O problema é que alguns cérebros são melhores em promover essa atividade no dACC do que outros. Foi o que concluíram pesquisadores da Universidade de Bochum, na Alemanha. Eles encontraram diferenças anatômicas significativas no cérebro de pessoas péssimas em combater distrações. Estou falando de vocês (ou melhor, nós!): os procrastinadores.
O que os cientistas descobriram é que procrastinadores possuem amígdalas mais “bem dotadas” que o normal. Amígdalas tamanho G já foram associadas a quadros mais frequentes de ansiedade e estresse pós-traumático. É possível, então, que qualquer decisão racional de um procrastinador seja soterrada por altas doses de medo e angústia.
Mais importante ainda foi a segunda descoberta desse estudo: a amígdala dos procrastinadores tem uma conexão ruim, bem mais precária do que o normal, com o nosso amigo dACC. E quanto pior o funcionamento do dACC, maior a tendência de ceder à distração.
Se pensarmos que todos esses problemas surgem de uma tentativa de alterar o funcionamento “padrão” do cérebro, não é surpresa que tanta gente tenha dificuldade para atingir seus ideais de concentração. Talvez a solução seja diminuir a pressão autoimposta de nadar contra a maré cerebral – e exercer a atenção forçada com parcimônia. Afinal, a seleção natural comprova: a falta de foco tem salvado nossa pele por uns bons 300 mil anos.

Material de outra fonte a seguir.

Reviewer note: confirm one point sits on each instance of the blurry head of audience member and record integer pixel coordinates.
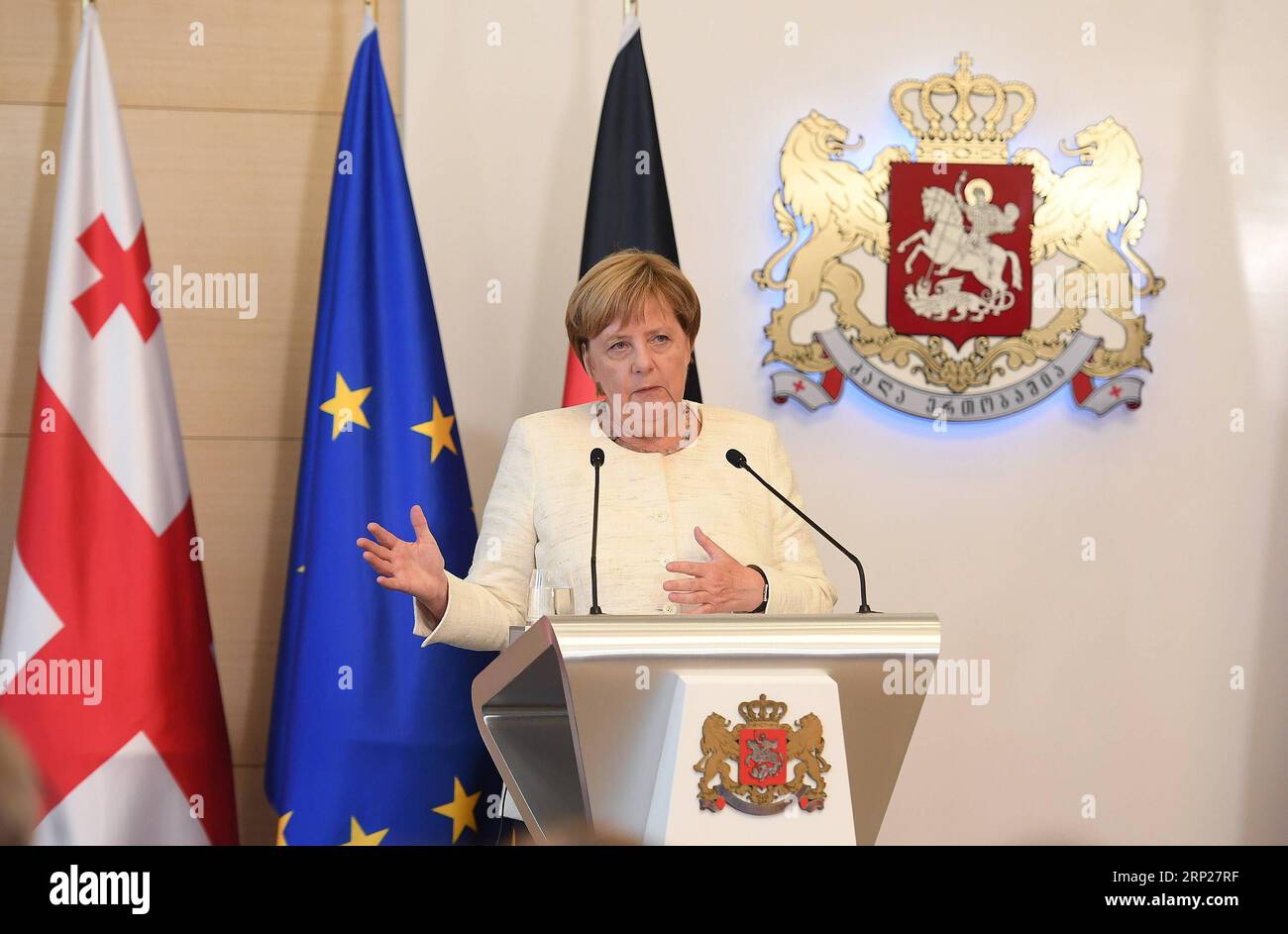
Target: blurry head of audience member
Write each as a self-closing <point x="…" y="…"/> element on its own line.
<point x="20" y="793"/>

[1] No início de um “ciclo de foco”, a prioridade é a concentração. Você seleciona um alvo e seus olhos e sua cognição trablhar para entender a fundo o que se passa ali.
[2] A onde de concentração não é contínua. Após o pulso de atenção, o cérebro vai deixar o foco para lá e examinar o ambiente em geral. A fase 2 distrai você, mas é essencial para uma concentração flexível. É nela que seu corpo “descongela. Seus olhos passeiam para checar o que mais merece a sua atenção na próxima fase.
[3] 250 milissegundos depois, começa tudo de novo – seu cérebro reajusta o foco e volta a se dedicar ao máximo ao novo ponto de concentração.